While there is no overlap between GPU work and CPU-GPU transfers, CPU work
(specifically networking) must still be overlapped rather than paused during
transfers: on the receive side we do not want to miss packets arriving, and on
the send side we want to send packets continuously at a steady rate rather
than bursts with gaps between. On the receive side that happens naturally due
to spead2’s design, with a separate thread handling reception of packets and
assembly into chunks. On the send side the overlap is created by the
AsNumpy class, which proactively starts transferring chunks from
upstream before they are requested.
Reception
One difference from the F- and XB-engines is that capture-start and
capture-stop gate the entire processing chain rather than just
transmission. This approach was chosen because changing the VLBI delay can
make samples non-contiguous in time, which interacts poorly with rechunking
steps in katcbf-vlbi-resample. An alternative approach would have been a model
similar to the F-engine, where contiguous data is sourced by reading from an
input buffer with an offset (possibly skipping or duplicating samples); in
retrospect this may have been a better approach.
Initially we also gated the receiver on capture-start and
capture-stop, but this meant that when not capturing there was no way to
tell whether the V-engine had a healthy network connection capable of
receiving the full incoming bandwidth.

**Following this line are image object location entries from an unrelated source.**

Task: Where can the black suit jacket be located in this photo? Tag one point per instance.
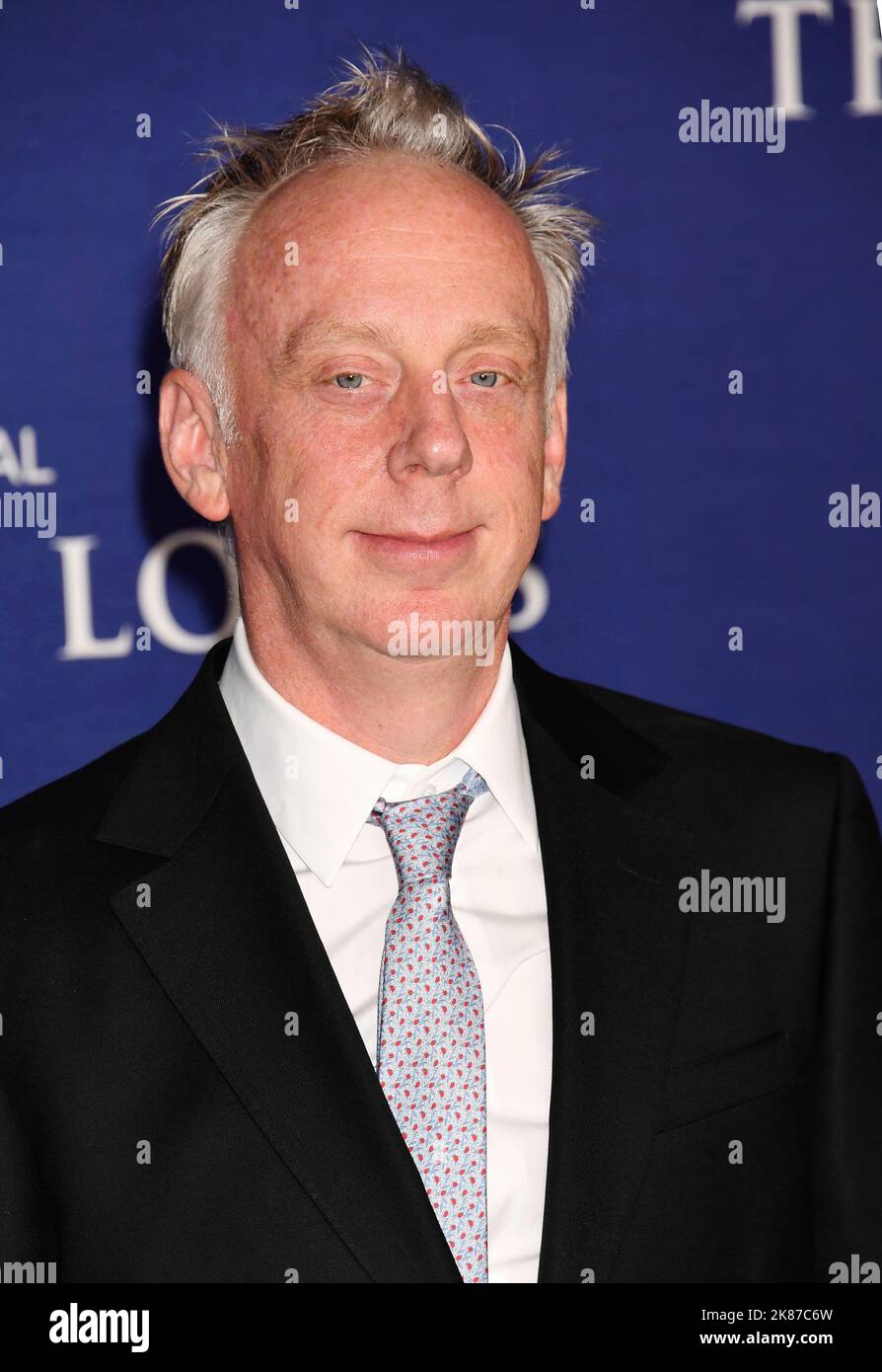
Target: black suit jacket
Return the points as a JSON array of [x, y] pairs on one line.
[[153, 945]]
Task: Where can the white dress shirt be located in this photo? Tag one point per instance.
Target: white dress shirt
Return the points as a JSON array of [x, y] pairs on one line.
[[320, 789]]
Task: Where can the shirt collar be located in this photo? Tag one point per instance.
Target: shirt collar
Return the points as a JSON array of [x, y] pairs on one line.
[[320, 787]]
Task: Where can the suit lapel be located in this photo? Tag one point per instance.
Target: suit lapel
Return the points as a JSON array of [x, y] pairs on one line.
[[229, 938], [618, 945]]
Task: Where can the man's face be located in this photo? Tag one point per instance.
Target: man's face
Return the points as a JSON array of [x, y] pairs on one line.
[[391, 383]]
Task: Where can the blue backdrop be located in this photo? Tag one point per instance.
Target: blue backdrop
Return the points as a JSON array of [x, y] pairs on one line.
[[712, 495]]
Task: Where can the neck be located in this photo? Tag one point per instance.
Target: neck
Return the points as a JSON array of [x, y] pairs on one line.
[[410, 710]]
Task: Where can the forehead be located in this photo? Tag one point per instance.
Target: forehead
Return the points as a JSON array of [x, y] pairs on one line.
[[386, 232]]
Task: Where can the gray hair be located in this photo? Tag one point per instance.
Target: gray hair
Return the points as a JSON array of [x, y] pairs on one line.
[[389, 103]]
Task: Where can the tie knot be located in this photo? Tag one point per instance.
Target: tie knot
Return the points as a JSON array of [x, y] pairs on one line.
[[422, 833]]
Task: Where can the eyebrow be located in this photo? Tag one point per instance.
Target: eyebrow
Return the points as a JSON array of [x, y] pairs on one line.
[[315, 334]]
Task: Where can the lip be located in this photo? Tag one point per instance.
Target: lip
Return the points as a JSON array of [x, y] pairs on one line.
[[418, 548]]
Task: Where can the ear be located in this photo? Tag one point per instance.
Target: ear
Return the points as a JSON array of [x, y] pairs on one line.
[[192, 447], [554, 454]]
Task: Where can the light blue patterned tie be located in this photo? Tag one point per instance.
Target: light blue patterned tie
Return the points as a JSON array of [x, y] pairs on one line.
[[431, 1020]]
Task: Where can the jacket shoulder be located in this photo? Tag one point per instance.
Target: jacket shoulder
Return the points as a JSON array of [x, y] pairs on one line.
[[71, 805], [703, 741]]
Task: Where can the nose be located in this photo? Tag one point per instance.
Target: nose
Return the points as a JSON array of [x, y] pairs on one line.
[[432, 436]]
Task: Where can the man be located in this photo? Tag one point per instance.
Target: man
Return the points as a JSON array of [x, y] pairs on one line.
[[403, 959]]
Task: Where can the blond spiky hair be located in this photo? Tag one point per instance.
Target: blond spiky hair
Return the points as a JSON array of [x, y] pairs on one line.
[[389, 103]]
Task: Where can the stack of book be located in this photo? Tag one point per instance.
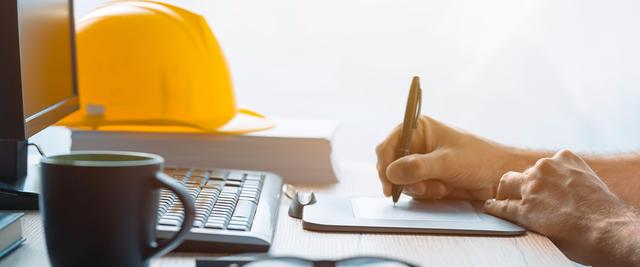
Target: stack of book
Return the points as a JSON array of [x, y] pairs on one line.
[[10, 232], [298, 150]]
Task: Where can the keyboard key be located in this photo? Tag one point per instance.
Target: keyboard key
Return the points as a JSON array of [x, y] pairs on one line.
[[238, 227], [217, 175], [214, 225], [199, 173], [233, 183], [170, 222], [253, 177], [235, 176], [245, 209], [230, 190]]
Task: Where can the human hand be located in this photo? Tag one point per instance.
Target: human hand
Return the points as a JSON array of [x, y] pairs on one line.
[[563, 198], [446, 162]]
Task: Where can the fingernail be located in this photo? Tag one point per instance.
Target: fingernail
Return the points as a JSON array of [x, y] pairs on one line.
[[490, 201]]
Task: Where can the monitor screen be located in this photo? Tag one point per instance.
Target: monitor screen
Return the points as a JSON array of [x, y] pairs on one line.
[[47, 63]]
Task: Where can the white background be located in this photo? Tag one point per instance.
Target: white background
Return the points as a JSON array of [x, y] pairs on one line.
[[538, 74]]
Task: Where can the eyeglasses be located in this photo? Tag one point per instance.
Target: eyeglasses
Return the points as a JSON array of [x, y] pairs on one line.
[[347, 262]]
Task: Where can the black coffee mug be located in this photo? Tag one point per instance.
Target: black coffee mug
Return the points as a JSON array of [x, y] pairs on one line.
[[99, 208]]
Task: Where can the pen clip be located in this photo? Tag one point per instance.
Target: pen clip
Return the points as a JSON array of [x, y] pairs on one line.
[[418, 108]]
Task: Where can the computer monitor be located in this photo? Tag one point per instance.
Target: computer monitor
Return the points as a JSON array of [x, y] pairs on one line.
[[38, 86]]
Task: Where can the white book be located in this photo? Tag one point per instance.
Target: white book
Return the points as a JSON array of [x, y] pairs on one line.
[[298, 150]]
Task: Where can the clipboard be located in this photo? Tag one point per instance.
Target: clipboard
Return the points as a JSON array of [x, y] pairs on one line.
[[329, 213]]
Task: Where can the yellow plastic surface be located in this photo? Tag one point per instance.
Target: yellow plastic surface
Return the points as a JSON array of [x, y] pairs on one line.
[[145, 63]]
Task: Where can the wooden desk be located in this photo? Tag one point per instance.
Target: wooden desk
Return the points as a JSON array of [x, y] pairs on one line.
[[357, 179]]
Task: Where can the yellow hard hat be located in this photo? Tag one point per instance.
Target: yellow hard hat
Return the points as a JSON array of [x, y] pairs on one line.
[[146, 65]]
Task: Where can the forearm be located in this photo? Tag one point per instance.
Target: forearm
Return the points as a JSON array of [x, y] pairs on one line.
[[619, 238], [621, 173]]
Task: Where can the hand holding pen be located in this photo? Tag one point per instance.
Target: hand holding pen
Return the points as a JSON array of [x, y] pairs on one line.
[[411, 115]]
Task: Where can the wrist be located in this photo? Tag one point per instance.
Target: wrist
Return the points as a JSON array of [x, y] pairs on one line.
[[618, 237], [517, 159]]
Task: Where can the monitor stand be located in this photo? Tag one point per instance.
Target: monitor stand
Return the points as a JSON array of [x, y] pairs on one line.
[[23, 195]]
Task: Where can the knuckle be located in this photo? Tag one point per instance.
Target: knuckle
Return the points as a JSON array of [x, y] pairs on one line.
[[565, 153], [380, 148], [545, 164], [414, 163], [533, 187]]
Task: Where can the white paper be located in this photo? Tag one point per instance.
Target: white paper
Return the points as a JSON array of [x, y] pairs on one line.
[[408, 209]]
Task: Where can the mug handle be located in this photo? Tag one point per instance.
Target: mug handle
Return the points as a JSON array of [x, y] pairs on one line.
[[189, 214]]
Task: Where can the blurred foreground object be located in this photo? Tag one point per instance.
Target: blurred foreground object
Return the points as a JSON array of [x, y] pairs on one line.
[[150, 66]]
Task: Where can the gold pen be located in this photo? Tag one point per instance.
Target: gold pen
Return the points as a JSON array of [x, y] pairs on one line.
[[411, 116]]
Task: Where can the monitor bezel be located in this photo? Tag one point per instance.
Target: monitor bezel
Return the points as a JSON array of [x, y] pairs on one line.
[[48, 116]]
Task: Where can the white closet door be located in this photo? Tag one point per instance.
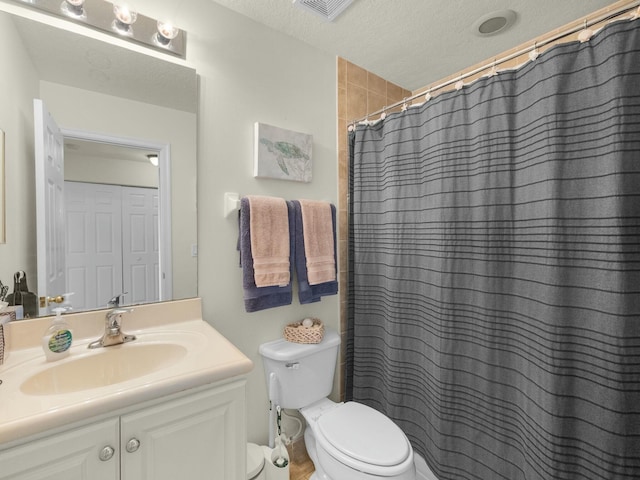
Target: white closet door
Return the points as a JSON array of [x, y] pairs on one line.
[[140, 251], [94, 245]]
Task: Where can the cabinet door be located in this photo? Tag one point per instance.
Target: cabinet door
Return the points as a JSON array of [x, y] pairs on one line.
[[200, 437], [72, 455]]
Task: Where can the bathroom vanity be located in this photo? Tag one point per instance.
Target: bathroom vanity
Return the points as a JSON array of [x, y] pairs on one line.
[[169, 405]]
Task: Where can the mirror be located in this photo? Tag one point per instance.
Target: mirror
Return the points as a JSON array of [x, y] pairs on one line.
[[97, 89]]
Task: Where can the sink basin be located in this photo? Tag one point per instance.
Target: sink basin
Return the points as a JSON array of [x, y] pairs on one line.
[[108, 366]]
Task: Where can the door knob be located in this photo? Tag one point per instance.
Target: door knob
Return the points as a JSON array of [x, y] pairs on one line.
[[133, 445], [106, 453]]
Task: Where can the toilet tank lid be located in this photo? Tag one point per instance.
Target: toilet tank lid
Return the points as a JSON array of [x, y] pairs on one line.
[[282, 350]]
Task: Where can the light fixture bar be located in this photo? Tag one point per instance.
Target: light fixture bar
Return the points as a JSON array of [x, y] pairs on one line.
[[101, 15]]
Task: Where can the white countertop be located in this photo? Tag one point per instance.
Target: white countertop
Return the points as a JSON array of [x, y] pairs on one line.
[[209, 358]]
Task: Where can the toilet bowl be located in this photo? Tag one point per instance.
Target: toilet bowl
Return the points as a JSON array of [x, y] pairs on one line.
[[346, 441], [353, 441]]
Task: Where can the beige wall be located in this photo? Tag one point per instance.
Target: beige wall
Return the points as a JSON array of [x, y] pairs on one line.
[[250, 73], [16, 119]]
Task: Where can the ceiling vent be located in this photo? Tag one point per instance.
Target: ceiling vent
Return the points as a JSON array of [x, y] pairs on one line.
[[327, 9]]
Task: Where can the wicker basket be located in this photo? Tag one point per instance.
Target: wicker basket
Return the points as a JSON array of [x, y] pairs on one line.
[[298, 333]]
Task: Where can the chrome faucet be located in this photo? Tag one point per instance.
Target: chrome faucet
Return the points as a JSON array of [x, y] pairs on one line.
[[112, 333]]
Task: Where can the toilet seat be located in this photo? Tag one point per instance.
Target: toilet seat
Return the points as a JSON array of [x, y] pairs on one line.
[[364, 439]]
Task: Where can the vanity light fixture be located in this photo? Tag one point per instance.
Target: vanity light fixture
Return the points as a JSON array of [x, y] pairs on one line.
[[153, 158], [115, 18], [125, 17]]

To address this, a somewhat complicated
DiscardingIterator wrapper is used to allow data to still be
received but discarding when not capturing.
Transmission
While the other engines use spead2 to send SPEAD data, the output of the V-Engine is VDIF and so we are not able to use the high-speed kernel bypass and packet pacing capabilities of spead2. Instead, packet pacing is re-implemented in Python, following essentially the same design as used by spead2. There are a few changes to specialise things to the use case:
When the time to sleep is less than a threshold (1ms at the time of writing), we omit the sleep, as the wakeup overheads can be quite high in Python and cause significant overhead.
Instead of buffering up packets to a given burst size, we treat each frameset (group of frames with the same timestamp but different thread IDs) as a burst that is transmitted without intervening sleeps. This will typically create smaller such bursts than the default in spead2, but combined with the point above the actual number of bytes between bursts can be quite large.
The burst (catch-up) rate is set significantly higher than the default in spead2 to compensate for potentially long pauses. This can be due to Python’s stop-the-world garbage collector, and asyncio multiplexing work onto a single kernel thread (rather than having a dedicated thread for transmission).
Initially we tried to perform transmission serially with the iterator over the
processed frames, on the assumption that the asynchronous buffering in
AsNumpy would allow GPU work to
proceed in parallel with data transmission. However, we found that this did
not work well, as some requests for the next frame would block for hundreds of
milliseconds, during which no packets were being transmitted. Instead,
VDIFSender uses a queue of packets and a background task to service
them concurrently with data processing.